A particularly impressive feature of this production is the choreography of Nathan Rutups, who clearly understands that there is more to choreographing contemporary musicals than inventing clever dance steps.
For this production Rutups has created a dreamlike movement vocabulary for his cast of predominantly non-dancers who all participate in elegant scene changes in which furniture swirls around the stage and mysterious figures suddenly flit through Chris Zuber’s quite beautiful abstract setting, enhanced as it is by the atmospheric lighting design achieved by Craig Muller and Grant Pegg .
Equally impressive is the musical direction of Caleb Campbell who, from his keyboard, confidently guided his orchestra and cast through the complexities of the Pasek and Paul score achieving, with the assistance of James McPherson’s sensitive sound design, an excellent balance between the singers and his excellent on-stage orchestra.

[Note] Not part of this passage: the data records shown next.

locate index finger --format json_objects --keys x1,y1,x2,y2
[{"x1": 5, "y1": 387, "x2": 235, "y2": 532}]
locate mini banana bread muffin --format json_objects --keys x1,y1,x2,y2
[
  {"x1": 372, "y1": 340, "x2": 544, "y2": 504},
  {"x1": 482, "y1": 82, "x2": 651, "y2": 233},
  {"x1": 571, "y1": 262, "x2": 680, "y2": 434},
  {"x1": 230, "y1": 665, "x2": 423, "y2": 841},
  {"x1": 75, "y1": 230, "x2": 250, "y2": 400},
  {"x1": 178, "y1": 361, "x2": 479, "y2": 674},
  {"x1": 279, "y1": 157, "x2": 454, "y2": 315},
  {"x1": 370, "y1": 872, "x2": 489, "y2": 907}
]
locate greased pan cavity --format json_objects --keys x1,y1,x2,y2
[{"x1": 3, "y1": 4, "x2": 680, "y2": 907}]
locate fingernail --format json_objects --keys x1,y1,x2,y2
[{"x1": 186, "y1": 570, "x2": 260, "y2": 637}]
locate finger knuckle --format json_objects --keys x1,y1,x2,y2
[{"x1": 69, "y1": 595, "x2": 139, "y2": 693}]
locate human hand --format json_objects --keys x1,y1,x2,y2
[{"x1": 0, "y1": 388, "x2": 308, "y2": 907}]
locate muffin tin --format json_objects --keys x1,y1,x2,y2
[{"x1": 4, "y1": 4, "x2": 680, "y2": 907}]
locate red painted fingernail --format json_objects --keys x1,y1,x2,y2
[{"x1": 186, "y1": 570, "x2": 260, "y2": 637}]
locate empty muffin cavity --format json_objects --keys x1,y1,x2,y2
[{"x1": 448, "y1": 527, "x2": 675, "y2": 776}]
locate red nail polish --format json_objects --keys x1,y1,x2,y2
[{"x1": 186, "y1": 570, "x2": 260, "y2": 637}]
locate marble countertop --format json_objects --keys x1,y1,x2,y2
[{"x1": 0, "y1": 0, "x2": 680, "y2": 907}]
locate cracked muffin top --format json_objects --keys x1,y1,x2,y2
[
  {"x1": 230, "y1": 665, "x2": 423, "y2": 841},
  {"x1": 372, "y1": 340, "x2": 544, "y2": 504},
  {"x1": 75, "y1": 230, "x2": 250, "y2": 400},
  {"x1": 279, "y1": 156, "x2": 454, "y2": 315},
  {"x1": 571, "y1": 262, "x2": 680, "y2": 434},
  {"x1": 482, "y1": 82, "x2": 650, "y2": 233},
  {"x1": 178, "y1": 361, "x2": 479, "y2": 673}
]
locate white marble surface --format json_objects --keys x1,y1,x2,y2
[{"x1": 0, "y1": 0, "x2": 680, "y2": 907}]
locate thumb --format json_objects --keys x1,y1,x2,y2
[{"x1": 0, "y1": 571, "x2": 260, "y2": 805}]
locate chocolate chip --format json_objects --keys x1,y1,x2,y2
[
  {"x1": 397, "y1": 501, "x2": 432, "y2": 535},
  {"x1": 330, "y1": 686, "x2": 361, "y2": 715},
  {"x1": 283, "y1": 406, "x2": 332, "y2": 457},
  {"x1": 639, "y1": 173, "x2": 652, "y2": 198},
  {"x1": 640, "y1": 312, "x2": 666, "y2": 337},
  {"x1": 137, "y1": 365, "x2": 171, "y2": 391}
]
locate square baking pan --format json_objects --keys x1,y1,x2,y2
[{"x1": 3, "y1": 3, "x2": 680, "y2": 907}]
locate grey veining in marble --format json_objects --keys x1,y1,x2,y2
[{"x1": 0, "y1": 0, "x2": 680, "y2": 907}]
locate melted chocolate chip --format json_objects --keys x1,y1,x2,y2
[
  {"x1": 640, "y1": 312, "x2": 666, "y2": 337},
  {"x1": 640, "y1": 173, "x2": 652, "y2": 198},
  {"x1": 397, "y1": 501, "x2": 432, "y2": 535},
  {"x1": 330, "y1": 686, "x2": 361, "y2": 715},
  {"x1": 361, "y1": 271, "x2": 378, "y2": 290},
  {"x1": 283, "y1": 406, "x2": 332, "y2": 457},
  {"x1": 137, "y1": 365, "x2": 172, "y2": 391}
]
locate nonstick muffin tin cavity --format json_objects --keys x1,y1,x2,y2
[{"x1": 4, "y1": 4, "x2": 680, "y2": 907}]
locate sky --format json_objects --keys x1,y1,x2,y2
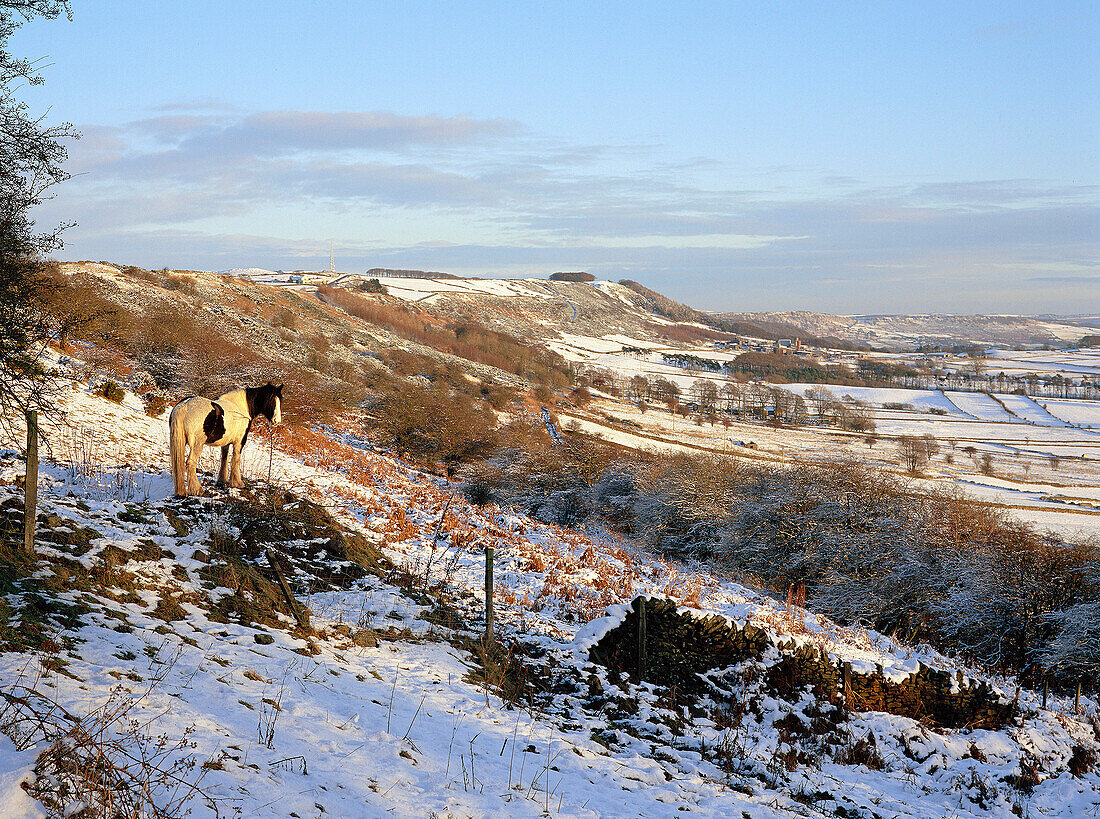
[{"x1": 10, "y1": 0, "x2": 1100, "y2": 314}]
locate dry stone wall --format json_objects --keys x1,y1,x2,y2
[{"x1": 590, "y1": 597, "x2": 1014, "y2": 729}]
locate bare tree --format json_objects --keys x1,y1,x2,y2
[
  {"x1": 806, "y1": 384, "x2": 836, "y2": 420},
  {"x1": 898, "y1": 435, "x2": 935, "y2": 474},
  {"x1": 0, "y1": 0, "x2": 76, "y2": 435}
]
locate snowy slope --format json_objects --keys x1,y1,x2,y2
[{"x1": 0, "y1": 387, "x2": 1100, "y2": 819}]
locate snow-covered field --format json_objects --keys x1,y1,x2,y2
[
  {"x1": 0, "y1": 373, "x2": 1100, "y2": 819},
  {"x1": 551, "y1": 334, "x2": 1100, "y2": 534}
]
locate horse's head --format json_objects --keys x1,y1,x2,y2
[{"x1": 255, "y1": 381, "x2": 283, "y2": 423}]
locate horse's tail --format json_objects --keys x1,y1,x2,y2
[{"x1": 168, "y1": 403, "x2": 187, "y2": 498}]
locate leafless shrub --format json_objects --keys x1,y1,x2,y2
[
  {"x1": 0, "y1": 664, "x2": 212, "y2": 819},
  {"x1": 272, "y1": 307, "x2": 298, "y2": 330}
]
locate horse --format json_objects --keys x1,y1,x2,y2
[{"x1": 168, "y1": 381, "x2": 283, "y2": 498}]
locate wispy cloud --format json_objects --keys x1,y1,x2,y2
[{"x1": 45, "y1": 104, "x2": 1100, "y2": 312}]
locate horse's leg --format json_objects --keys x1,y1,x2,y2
[
  {"x1": 218, "y1": 444, "x2": 229, "y2": 486},
  {"x1": 229, "y1": 441, "x2": 244, "y2": 489},
  {"x1": 187, "y1": 435, "x2": 204, "y2": 497}
]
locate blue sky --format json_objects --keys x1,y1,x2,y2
[{"x1": 12, "y1": 0, "x2": 1100, "y2": 313}]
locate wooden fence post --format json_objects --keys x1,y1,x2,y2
[
  {"x1": 23, "y1": 410, "x2": 39, "y2": 556},
  {"x1": 265, "y1": 549, "x2": 309, "y2": 629},
  {"x1": 485, "y1": 546, "x2": 496, "y2": 638}
]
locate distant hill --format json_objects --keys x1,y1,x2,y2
[
  {"x1": 715, "y1": 310, "x2": 1089, "y2": 350},
  {"x1": 550, "y1": 270, "x2": 596, "y2": 281},
  {"x1": 619, "y1": 279, "x2": 868, "y2": 350},
  {"x1": 363, "y1": 267, "x2": 462, "y2": 279}
]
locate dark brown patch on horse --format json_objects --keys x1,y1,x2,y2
[
  {"x1": 202, "y1": 401, "x2": 226, "y2": 444},
  {"x1": 241, "y1": 381, "x2": 283, "y2": 422}
]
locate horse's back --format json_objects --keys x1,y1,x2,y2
[{"x1": 168, "y1": 396, "x2": 226, "y2": 445}]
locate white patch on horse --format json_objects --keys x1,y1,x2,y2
[{"x1": 168, "y1": 381, "x2": 283, "y2": 497}]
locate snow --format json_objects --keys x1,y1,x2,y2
[
  {"x1": 1036, "y1": 398, "x2": 1100, "y2": 430},
  {"x1": 0, "y1": 733, "x2": 46, "y2": 819},
  {"x1": 0, "y1": 367, "x2": 1100, "y2": 819}
]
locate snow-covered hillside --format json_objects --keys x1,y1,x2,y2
[{"x1": 0, "y1": 373, "x2": 1100, "y2": 819}]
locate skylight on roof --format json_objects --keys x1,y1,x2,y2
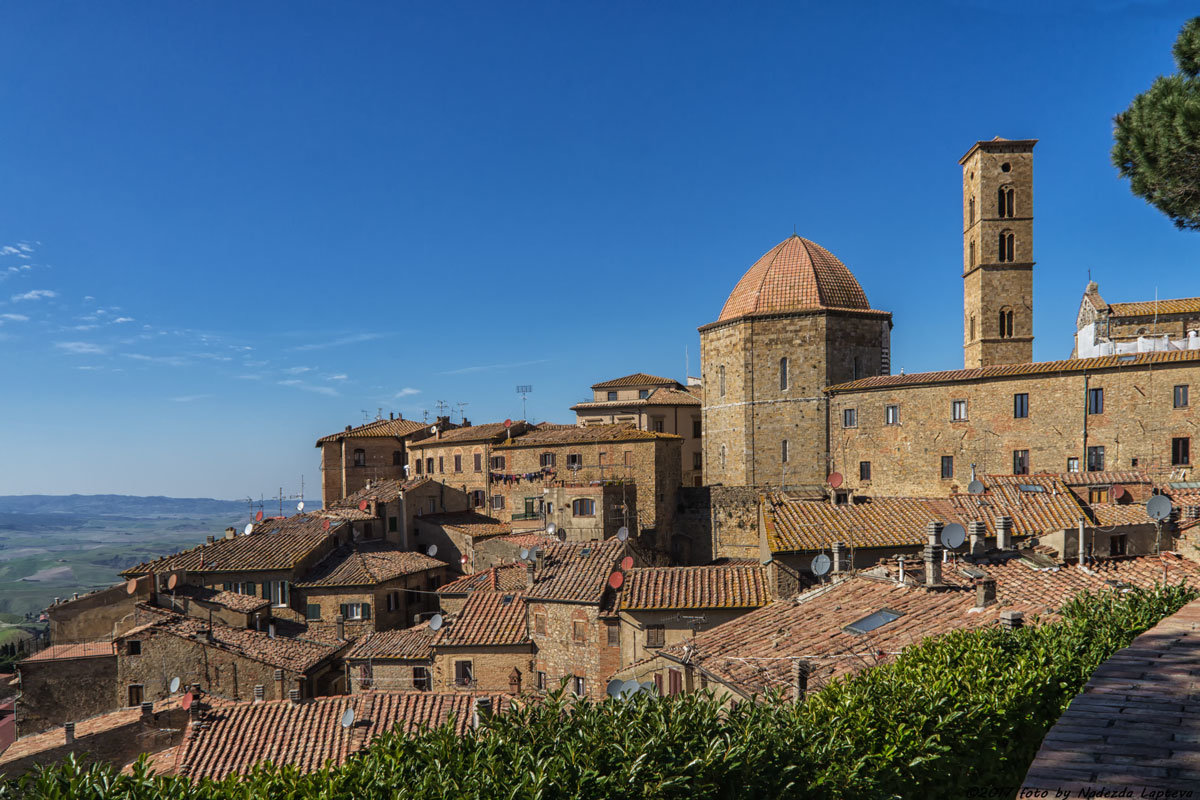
[{"x1": 842, "y1": 608, "x2": 904, "y2": 634}]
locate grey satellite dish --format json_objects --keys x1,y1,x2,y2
[
  {"x1": 1146, "y1": 494, "x2": 1175, "y2": 522},
  {"x1": 942, "y1": 522, "x2": 967, "y2": 551}
]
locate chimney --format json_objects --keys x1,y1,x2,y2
[
  {"x1": 976, "y1": 578, "x2": 996, "y2": 608},
  {"x1": 967, "y1": 519, "x2": 988, "y2": 558},
  {"x1": 996, "y1": 517, "x2": 1013, "y2": 551},
  {"x1": 1000, "y1": 612, "x2": 1025, "y2": 631},
  {"x1": 925, "y1": 522, "x2": 942, "y2": 589}
]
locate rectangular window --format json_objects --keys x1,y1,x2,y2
[
  {"x1": 454, "y1": 661, "x2": 475, "y2": 686},
  {"x1": 1171, "y1": 437, "x2": 1192, "y2": 467},
  {"x1": 646, "y1": 625, "x2": 667, "y2": 648},
  {"x1": 1013, "y1": 392, "x2": 1030, "y2": 420}
]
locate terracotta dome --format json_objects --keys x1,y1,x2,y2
[{"x1": 716, "y1": 234, "x2": 871, "y2": 321}]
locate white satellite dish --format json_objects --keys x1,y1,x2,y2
[{"x1": 942, "y1": 522, "x2": 967, "y2": 551}]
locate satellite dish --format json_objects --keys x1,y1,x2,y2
[
  {"x1": 1146, "y1": 494, "x2": 1175, "y2": 522},
  {"x1": 942, "y1": 522, "x2": 967, "y2": 551}
]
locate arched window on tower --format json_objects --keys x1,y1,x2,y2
[
  {"x1": 996, "y1": 230, "x2": 1014, "y2": 261},
  {"x1": 1000, "y1": 306, "x2": 1013, "y2": 339}
]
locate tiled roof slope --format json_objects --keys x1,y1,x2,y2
[
  {"x1": 317, "y1": 420, "x2": 428, "y2": 447},
  {"x1": 662, "y1": 553, "x2": 1200, "y2": 694},
  {"x1": 1018, "y1": 601, "x2": 1200, "y2": 798},
  {"x1": 718, "y1": 234, "x2": 871, "y2": 321},
  {"x1": 494, "y1": 422, "x2": 679, "y2": 450},
  {"x1": 121, "y1": 515, "x2": 343, "y2": 576},
  {"x1": 592, "y1": 372, "x2": 679, "y2": 389},
  {"x1": 433, "y1": 591, "x2": 529, "y2": 648},
  {"x1": 179, "y1": 692, "x2": 511, "y2": 780},
  {"x1": 1109, "y1": 297, "x2": 1200, "y2": 317},
  {"x1": 618, "y1": 565, "x2": 770, "y2": 610},
  {"x1": 408, "y1": 420, "x2": 523, "y2": 449},
  {"x1": 296, "y1": 542, "x2": 446, "y2": 587},
  {"x1": 346, "y1": 621, "x2": 434, "y2": 661},
  {"x1": 826, "y1": 350, "x2": 1200, "y2": 395}
]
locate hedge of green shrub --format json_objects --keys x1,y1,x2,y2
[{"x1": 7, "y1": 587, "x2": 1195, "y2": 800}]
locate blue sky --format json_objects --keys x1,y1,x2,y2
[{"x1": 0, "y1": 0, "x2": 1200, "y2": 498}]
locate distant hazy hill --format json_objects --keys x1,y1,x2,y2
[{"x1": 0, "y1": 494, "x2": 320, "y2": 517}]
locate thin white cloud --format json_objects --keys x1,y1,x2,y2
[
  {"x1": 12, "y1": 289, "x2": 59, "y2": 302},
  {"x1": 54, "y1": 342, "x2": 108, "y2": 355}
]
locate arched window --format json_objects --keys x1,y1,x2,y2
[
  {"x1": 1000, "y1": 306, "x2": 1013, "y2": 339},
  {"x1": 996, "y1": 230, "x2": 1013, "y2": 261}
]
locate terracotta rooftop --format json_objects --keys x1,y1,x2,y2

“Dogfight” is the latest in a long line of impressive productions presented by Richard Block with his Dramatic Productions, which he created specifically to present musicals in the Gungahlin Theatre. This production of “Dogfight”, with its superb combination of polished direction, musical direction, choreography, excellent set and costume design supported with superb sound and lighting design, is a production that would grace any professional stage and, as such, despite its comparatively brief season, is one not to be missed by anyone with even a passing interest in the art of musical theatre.